I recently spent some time talking about how hard it is to pair the right hero with the right concept. The hero needs to have a volatile relationship to the story. They have to be able to transform the story and the story has to be able to transform them. They need to have the power to resolve the dilemma. They need to be the only one who can solve the problem.
This is true for fictional stories and even more true for docudramas. One question they asked us all the time in film school is “whose story is it?” But when it comes to docudramas, Hollywood has gotten too lazy to figure out the best answer to that question. Instead they wait until a hustler comes knocking on their door trying to sell his own “life rights”. If the pitch is good enough, Hollywood bites, without ever asking is this person is actually the real hero of this story.
The hard-fought efforts to mount the Woodstock festival (and the unsuccessful efforts to control what it became) could make for a great story. The story of the local non-rock-fan slacker who briefly tried and failed to rent his farm to the organizers? That’s not a good story. But that’s the guy who sold his life rights. Once again, the poor marketers discovered that they could have sold “the Woodstock story”, but they couldn’t sell Taking Woodstock, which was “sort of the Woodstock story, but… not really.”Another example: I liked Breach a lot. It’s an underrated movie, due to Chris Cooper’s amazing performance as real-life traitor Robert Hanssen.

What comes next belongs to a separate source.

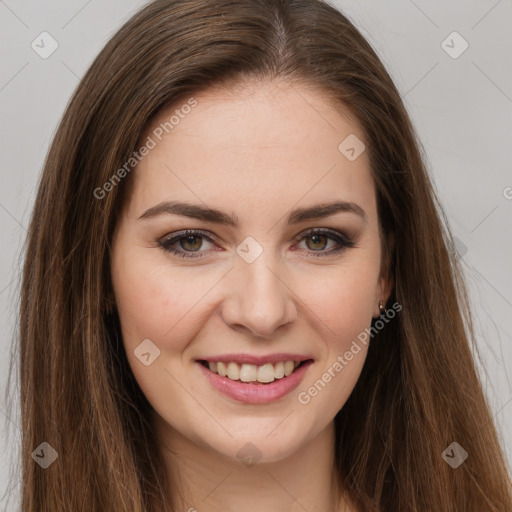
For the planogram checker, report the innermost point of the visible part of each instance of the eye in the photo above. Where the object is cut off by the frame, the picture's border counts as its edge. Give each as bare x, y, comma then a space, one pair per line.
319, 239
191, 241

But it has the wrong hero. The FBI agent Ryan Phillipe plays was brought in at the last minute to gather some additional evidence, after Hanssen had already been exposed. In real life, he did so without ever confronting Hanssen, then instantly quit to sell his story to Hollywood. Nobody would have picked this guy to be the hero of this story, if he hadn’t brought in the pitch.At least those two were about movie-worthy events. Even sillier are those movies that have no business being made, but some enterprising hustler convinced Hollywood that their story “had to be told”! Remember that guy who spent twenty years suing the car companies, claiming that he had invented variable-speed windshield wipers? Probably not. He eventually got a pay-off, then got another pay-off from Hollywood, when he suckered them into making a bio-pic about him called Flash of Genius. Nobody cared.
One of the reasons The Social Network and The King’s Speech worked so well is that they were not based on books written by the actual people involved, all of whom would have had a vested interest in warping reality into a too-tidy narrative.
The best recent example of how to do it right was Milk. The screenwriter simply decided that this story ought to be told, so he did the research himself. He didn’t buy anybody’s life rights, as far as I know. The surviving participants just shared their memories because they agreed that this was a worthwhile project. The hero of the movie was the actual hero of the story: Harvey Milk.